The instructions for installing Let's Encrypt change depending on the platform. E.g.

• Amazon Linux AMI vs Amazon Linux 2
• nginx server vs Apache server
• Web server for python vs web server for PHP.

It is important to determine which platform is needed, what its limitations are in terms of supporting Let's Encrypt certificates before proceeding.

Prerequisites

Enable SSH on the server

It is useful, evenessential, to be able to issue commands on the server from the command line,

See Enabling SSH Connections to an Elastic Beanstalk Environment

Open HTTPS port (443)

See Open HTTPS Port For Elastic Beanstalk Environments

Enable SSL on EC2 instance

There are (at least) two major types of EBS platforms Amazon Linux AMI vs Amazon Linux or Amazon Linux 2.

• TODO: Confirm if PHP is limited to one of these two platforms.
• TODO: Confirm if Python is limited to one of these two platforms.

Amazon Linux 2

• SSL library is mod_ssl.
• Default web server is nginx? (<-- TODO: confirm)
• PHP platform options appear to be limited to PHP for EBS. (<-- TODO: Confirm)

Amazon Linux AMI

• SSL library is mod24_ssl.

Apache server

The Amazon documentation instructs you to install mod_ssl with the following command which should create a file /etc/httpd/conf.d/ssl.conf when it completes.

Note that applies to Apache servers.
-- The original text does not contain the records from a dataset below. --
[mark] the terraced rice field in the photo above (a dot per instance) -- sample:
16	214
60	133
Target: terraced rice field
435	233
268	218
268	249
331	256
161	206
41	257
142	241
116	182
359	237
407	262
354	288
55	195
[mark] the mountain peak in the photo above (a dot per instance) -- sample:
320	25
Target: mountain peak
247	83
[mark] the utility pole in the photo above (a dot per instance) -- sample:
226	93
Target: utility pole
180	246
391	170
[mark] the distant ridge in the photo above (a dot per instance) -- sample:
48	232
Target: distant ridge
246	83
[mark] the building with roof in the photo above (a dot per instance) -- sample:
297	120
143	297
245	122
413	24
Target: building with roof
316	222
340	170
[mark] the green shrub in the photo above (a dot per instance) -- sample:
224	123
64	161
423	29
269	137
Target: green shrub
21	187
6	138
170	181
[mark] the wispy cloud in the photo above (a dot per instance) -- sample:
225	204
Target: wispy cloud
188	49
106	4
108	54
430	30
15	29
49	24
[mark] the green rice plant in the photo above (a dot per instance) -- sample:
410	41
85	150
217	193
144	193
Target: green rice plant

Confirm that Apache is serving web requests with

$ sudo systemctl is-enabled httpd

If the command returns disabled then another server, most likely nginx, is already serving web requests.

$ sudo yum install mod_ssl

This did not work for me for dbarchowsky.com which was on a t1.micro instance, Amazon Linux AMI version 2018.03. What worked instead was:

$ sudo yum install mod24_ssl

These commands don't need to be entered manually. Instead they should be put into an .ebextensions config file so that the site can be deployed without manual configuration.

packages:
  yum:
    mod_ssl : []

Installing certbot

Certbot Commands documentation

certbot is a command line script that will install Let's Encrypt certificates and configure the current web server to recognize the certificates in order to serve https requests.

Let's encrypt certificates typically are stored in .pem files located in /etc/letsencrypt/live/mydomain.com.

Also the server's config file must be updated in order store the location of the certificate files. A typical path for this file is /etc/httpd/conf.d/ssl.conf.

Installing certbot from the command line

$ mkdir -p /opt/certbot 
$ wget https://dl.eff.org/certbot-auto -O /opt/certbot/certbot-auto 
$ chmod a+x /opt/certbot/certbot-auto

Installing certbot in .ebextensinos

The above commands likely would require sudo on the command line. The best location for this configuration is in a .ebextensions config file with something like this:

20_install_certbot:
    command: "mkdir -p /opt/certbot && wget https://dl.eff.org/certbot-auto -O /opt/certbot/certbot-auto && chmod a+x /opt/certbot/certbot-auto"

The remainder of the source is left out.